06 Jan

#### Remarks, Week 12/18/2020

• Calculation speed increased 50% for calculating trial functions (Turns out more work need to be done for this part during the next two weeks).

• Automatically determine minimum polynomial order.

• Calculation speed increased >90% during calculation of residual integral. The way to do this is by implementing a new integration method. The new method and the old one show matched results.

• Details can be found in my previous blog post here.

#### Remarks, Week 12/23/2020

• Solving trial function calculation problem. Visually reasonable results achieved with reasonable / faster calculation time. (The problem is when changing symbolic expression to double numerical value, numbers are cut to 17 digits, which is not accurate enough and cause more trouble. The current solution is to change number of digits to 100 and results are more reasonable. The calculation time is longer then using 17 digits, but significantly faster than using null(sym), I would say >95% increase.)

• Check free boundary conditions, using the new / faster residual calculation method.

• Stress implemented.

• Details can be found in my previous blog post here.

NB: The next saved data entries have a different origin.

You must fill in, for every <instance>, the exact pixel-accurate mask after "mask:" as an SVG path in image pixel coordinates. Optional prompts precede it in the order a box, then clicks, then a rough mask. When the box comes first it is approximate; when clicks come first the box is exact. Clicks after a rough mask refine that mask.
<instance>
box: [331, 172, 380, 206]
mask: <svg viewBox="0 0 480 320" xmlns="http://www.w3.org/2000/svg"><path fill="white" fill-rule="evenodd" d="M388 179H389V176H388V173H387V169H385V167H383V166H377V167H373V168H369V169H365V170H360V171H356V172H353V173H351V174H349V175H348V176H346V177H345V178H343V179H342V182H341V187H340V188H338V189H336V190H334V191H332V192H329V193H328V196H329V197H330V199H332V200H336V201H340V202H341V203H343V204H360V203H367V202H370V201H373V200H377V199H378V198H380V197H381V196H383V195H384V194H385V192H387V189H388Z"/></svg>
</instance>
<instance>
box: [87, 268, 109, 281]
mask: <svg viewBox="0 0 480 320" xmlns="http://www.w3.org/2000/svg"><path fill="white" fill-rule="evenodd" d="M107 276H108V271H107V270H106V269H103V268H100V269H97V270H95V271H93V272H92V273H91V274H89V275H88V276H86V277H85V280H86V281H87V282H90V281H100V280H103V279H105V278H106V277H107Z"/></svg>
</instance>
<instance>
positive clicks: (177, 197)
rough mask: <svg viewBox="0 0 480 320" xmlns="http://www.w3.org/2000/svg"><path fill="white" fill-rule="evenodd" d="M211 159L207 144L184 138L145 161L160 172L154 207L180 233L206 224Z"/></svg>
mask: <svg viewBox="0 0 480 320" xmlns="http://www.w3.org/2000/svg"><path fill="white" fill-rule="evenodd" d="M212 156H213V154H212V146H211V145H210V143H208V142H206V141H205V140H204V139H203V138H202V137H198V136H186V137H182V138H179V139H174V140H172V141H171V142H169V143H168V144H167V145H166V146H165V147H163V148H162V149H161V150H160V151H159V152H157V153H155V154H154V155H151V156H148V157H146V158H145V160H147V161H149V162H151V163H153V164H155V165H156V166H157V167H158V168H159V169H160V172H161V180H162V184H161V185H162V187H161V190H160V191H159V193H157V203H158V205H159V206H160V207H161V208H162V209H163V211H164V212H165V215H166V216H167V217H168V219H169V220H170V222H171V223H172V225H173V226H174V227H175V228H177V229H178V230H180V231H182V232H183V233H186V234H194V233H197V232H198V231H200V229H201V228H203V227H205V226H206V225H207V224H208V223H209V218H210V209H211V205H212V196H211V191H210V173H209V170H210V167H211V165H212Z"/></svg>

#### Remarks, Week 12/30/2020

• MWR for plate bending, code clean up. Code can be found here

• Plate buckling research.

• Try solving buckling equation using MWR. (Result: Not how it works. So I need to try something else.)

• Details can be found in my previous blog post here.

#### Remarks for the Current Week

• Starting from the end of last year, I have been studying plate buckling.

• There are tons of research materials, I am working on a book, Theory of Elastic Stability by Timoshenko & Gere, which is very classic and cited by most research articles.

• The general buckling governing equation, for rectangular plates, is $$\frac{\partial^4 \omega_{(x, y)}}{\partial x^4} + 2 \frac{\partial^4 \omega_{(x, y)}}{\partial x^2 \partial y^2} + \frac{\partial^4 \omega_{(x, y)}}{\partial y^4} + N_{xx} \frac{\partial^2 \omega_{(x, y)}}{\partial x^2} + N_{yy} \frac{\partial^2 \omega_{(x, y)}}{\partial y^2} = 0$$

• In the book & in literature research, special cases (e.g. rectangular plates, simply-supported edges, etc) have been widely used. I will start learning how to handle these special cases first, and see if we should approximate some other arbitrary cases as those special cases with existing solutions, or we should develop approximate solutions by ourselves, like using Method of Weighted Residual in dealing with plate bending.

• Special Case 1: Rectangular plate, simply-supported on all 4 edges, force along one direction only. Study note can be found here: SS-Rectangular-1DirectionForce.

• Special Case 2-n: Other cases are summarized here: Other_cases. There aren't many useful information here. The analytical solutions are too difficult to calculate and they work for rectangular case only, which is very limited.

• I am currently working on this paper On Solving the Irregularly-Shaped Plate Buckling Problem.

#### Plans for Next Week / Next Few Weeks

• Installing ANSYS / Solidworks on lab server. (I personally prefer Solidworks, since we can also use it for 3D design, and it is said to be more direct to use than ANSYS. However, it is not free. The cost of Solidworks license can be found here). How to do it has been summarized in my previous blog post (here). I guess the first thing we need to do is to install Windows system (64 bit) on the server. I can do it, but it may take longer time since I have no previous experience. So if anyone can help with that, it would be great. Thanks.

• After installing ANSYS / Solidworks, I need to learn how to use it. There are tutorials online and our case study is not complicated. We will see how long this will take.

• Validation of plate bending. This is necessary since our approach gives approximated solutions, they need validation. However, depending on what method I eventually choose to use for calculating buckling, we may or may not need to validate plate buckling. If we use some existing (approximated/analytical) solutions, they have been validated through-out the years, so we do not need to repeat the work.

• After the above steps, I will move on to dealing with decoupling of given foldable structures, i.e. loading plates & connected plates, and figuring out how loads are transmitted to each other.